Plasmonic modulator optimized by patterning of active layer and tuning permittivity

TL;DR

This paper presents an optimized ultra-compact plasmonic modulator using patterned ITO layers and permittivity tuning, enhancing performance and enabling active control of reflection in integrated photonic circuits.

Contribution

It introduces a novel design with patterned ITO layers and permittivity tuning, improving transmittance and enabling active Bragg grating modulation in plasmonic waveguides.

Findings

Patterned ITO layers increase transmittance without performance loss.

Optimal permittivity values enhance modulator efficiency.

Pattern size and filling factor significantly affect device performance.

Abstract

We study an ultra-compact plasmonic modulator that can be applied in photonic integrated circuits.

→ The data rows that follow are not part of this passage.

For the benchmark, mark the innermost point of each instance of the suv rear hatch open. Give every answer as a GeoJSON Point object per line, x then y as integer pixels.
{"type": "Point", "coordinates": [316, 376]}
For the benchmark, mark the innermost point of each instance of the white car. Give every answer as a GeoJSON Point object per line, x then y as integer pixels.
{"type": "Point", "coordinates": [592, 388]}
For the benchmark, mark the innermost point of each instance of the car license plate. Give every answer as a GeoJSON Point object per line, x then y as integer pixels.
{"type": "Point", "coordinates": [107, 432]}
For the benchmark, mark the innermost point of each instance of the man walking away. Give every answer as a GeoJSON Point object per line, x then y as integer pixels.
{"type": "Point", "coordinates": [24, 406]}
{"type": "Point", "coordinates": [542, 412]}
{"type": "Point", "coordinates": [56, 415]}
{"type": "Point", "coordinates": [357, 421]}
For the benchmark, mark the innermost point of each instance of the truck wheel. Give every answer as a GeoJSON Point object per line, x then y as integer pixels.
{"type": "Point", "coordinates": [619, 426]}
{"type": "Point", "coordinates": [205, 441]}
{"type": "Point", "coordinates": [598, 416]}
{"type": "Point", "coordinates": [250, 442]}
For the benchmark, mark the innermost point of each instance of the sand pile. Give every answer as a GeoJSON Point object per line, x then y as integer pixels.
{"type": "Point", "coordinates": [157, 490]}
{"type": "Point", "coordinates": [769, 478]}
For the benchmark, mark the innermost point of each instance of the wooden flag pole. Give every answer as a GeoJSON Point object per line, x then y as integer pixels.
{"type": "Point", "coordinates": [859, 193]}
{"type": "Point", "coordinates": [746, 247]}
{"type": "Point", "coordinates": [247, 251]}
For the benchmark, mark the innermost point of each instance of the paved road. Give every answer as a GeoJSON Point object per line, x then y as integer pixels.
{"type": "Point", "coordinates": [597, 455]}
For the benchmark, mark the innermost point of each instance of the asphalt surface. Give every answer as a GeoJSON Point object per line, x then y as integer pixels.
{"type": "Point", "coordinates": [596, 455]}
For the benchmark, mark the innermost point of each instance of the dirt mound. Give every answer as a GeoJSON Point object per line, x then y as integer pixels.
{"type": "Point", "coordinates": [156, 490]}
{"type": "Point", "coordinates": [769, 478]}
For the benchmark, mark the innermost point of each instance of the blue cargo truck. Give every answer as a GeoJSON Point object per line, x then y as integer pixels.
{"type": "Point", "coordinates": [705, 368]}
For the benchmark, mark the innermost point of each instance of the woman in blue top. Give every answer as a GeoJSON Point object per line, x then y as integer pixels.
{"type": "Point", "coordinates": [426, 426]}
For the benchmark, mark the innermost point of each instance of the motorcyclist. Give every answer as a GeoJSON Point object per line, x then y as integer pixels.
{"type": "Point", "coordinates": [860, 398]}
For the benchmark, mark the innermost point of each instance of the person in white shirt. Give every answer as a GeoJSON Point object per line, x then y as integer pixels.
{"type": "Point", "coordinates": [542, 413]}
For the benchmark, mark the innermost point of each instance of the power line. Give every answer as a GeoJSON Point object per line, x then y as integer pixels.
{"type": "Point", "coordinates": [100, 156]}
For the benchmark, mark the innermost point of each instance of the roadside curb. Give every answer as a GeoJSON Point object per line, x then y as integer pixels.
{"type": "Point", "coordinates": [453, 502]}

The modulator is a metal-insulator-metal waveguide with an additional ultra-thin layer of indium tin oxide (ITO). Bias is applied to the multilayer core by means of metal plates that serve as electrodes. External field changes carrier density in the ultra-thin ITO layer, which influences the permittivity. The metal-insulator-metal system possesses a plasmon resonance, and it is strongly affected by changes in the permittivity of the active layer. To improve performance of the structure we propose several optimizations. We examine influence of the ITO permittivity on the modulator's performance and point out appropriate values. We analyze eigenmodes of the waveguide structure and specify the range for its efficient operation. We show that substituting the continuous active layer by a one-dimension periodic stripes increases transmittance through the device and keeps the modulator's performance at the same level. The dependence on the pattern size and filling factor of the active material is analyzed and optimum parameters are found. Patterned ITO layers allow us to design a Bragg grating inside the waveguide. The grating can be turned on and off, thus modulating reflection from the structure. The considered structure with electrical control possesses a high performance and can efficiently work as a plasmonic component in nanophotonic architectures.